The Immigration Judge cites several important discrepancies surrounding the facts that form the basis of the applicant's claim. While some of these may have an explanation, we find that these problems, while not conclusive in themselves, are indicative of an overall lack of veracity on the part of the applicant. An asylum applicant bears the evidentiary burden of proof and persuasion, and where there are significant, meaningful evidentiary gaps, applications will ordinarily have to be denied for failure of proof. While the Immigration Judge emphasizes the lack of supporting documents provided by the applicant, we note that an alien's own testimony may in some cases be the only evidence available, and it can suffice where the testimony is believable, consistent, and sufficiently detailed to provide a plausible and coherent account of the basis for her alleged fear. Here, we agree with the Immigration Judge that the applicant has not presented consistent, detailed or credible testimony. We simply cannot find the testimony, of limited credibility and lacking in detail, combined with the few documents, provide sufficient evidence to meet the overall burden of proof.

BIA Decision at 1-2 (internal citations omitted) (emphasis added).

This passage leaves us with no doubt that the BIA expressly agreed with the IJ’s adverse credibility finding: "we agree with the Immigration Judge that the applicant has not presented consistent, detailed, or credible testimony.” Id. at 2 (emphasis added). The fact that the BIA, in the next sentence, characterized Zhang’s testimony as of "limited credibility” does not undermine this conclusion. Id. Few witnesses lie in response to every question asked. The BIA, however, expressly ruled that the record of inconsistencies in Zhang's case demonstrated "an overall lack of veracity on the part of the applicant.” Id. at 1 (emphasis added).
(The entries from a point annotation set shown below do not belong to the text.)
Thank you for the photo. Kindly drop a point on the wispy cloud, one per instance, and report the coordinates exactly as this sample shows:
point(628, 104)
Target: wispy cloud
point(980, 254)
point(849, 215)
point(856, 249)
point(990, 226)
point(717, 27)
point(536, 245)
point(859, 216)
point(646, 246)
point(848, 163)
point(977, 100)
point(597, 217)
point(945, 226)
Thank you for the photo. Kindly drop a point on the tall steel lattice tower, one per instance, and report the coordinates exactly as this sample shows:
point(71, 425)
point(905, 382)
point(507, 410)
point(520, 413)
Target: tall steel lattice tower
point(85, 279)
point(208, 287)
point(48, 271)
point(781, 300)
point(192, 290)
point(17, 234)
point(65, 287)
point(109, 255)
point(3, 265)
The dissent suggests that this conclusion was somehow qualified by the BIA’s acknowledgment that "some” of Zhang's inconsistent statements “may have an explanation”, and its recognition that the inconsistencies were not themselves "conclusive.” Id. We disagree. This sentence is structured not to qualify the credibility finding with the two observations but to clarify that the adverse credibility finding is made despite the observations: "While some of these [discrepancies] may have an explanation, we find that these problems, while not conclusive in themselves, are indicative of an overall lack of veracity on the part of the applicant.” Id.
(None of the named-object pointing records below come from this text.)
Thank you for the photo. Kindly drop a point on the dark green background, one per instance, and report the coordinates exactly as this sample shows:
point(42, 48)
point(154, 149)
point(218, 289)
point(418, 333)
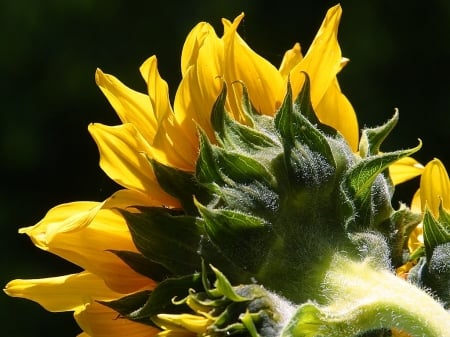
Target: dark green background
point(399, 51)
In any event, we read the BIA's observations somewhat differently from our dissenting colleague. When viewed in light of the hearing record, the first statement appears to acknowledge simply that "some” inconsistencies noted by the IJ were excused by him as possibly attributable to translation or typographical errors. But the word "some” suggests that not all inconsistencies could be so excused; notably, not Zhang's inconsistent accounts of when his wife was sterilized and when he learned of this event. As for the BIA's statement that the inconsistencies in Zhang's testimony were not "conclusive,” we understand this to mean that resolution of the factual discrepancies would not conclusively determine the issue of persecution. Regardless, the inconsistencies did permit a conclusion that Zhang demonstrated an "overall lack of veracity.” Id.

In sum, we are satisfied that the BIA, like the IJ, specifically found that inconsistencies in the hearing record indicated that Zhang had failed to provide credible testimony to support his asylum claim.
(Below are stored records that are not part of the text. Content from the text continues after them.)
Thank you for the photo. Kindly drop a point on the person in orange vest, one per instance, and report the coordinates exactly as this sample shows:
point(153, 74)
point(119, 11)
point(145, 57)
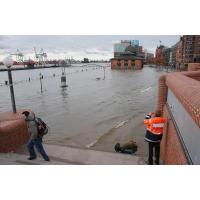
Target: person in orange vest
point(155, 125)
. We do not agree with our dissenting colleague that the BIA improperly considered the lack of detail in Zhang's testimony to conclude that he had not met his burden of proof. In Jin Shui Qiu v. Ashcroft, 329 F.3d at 151-52, we cautioned against faulting an asylum applicant who otherwise testified credibly for failing to provide sufficient details in support of his claim, particularly if no efforts were made to elicit such detail through questions to the applicant. But Jin Shui Qiu's admonitions do not pertain to a case such as this where the applicant's testimony was independently found to lack veracity.

We recognize, of course, that to the extent Zhang was testifying about his wife's alleged sterilization, an event about which he had no personal knowledge, he could not be expected to provide the same level of detailed testimony as an applicant who was with his spouse in China at the time of the forcible procedure. In Zhang’s case, however, it was the very details that he should have known, i.e., when and how he learned that his wife was sterilized, about which he could not provide either consistent or detailed testimony. Accordingly, the record supports the conclusion that he failed to carry his burden of proof.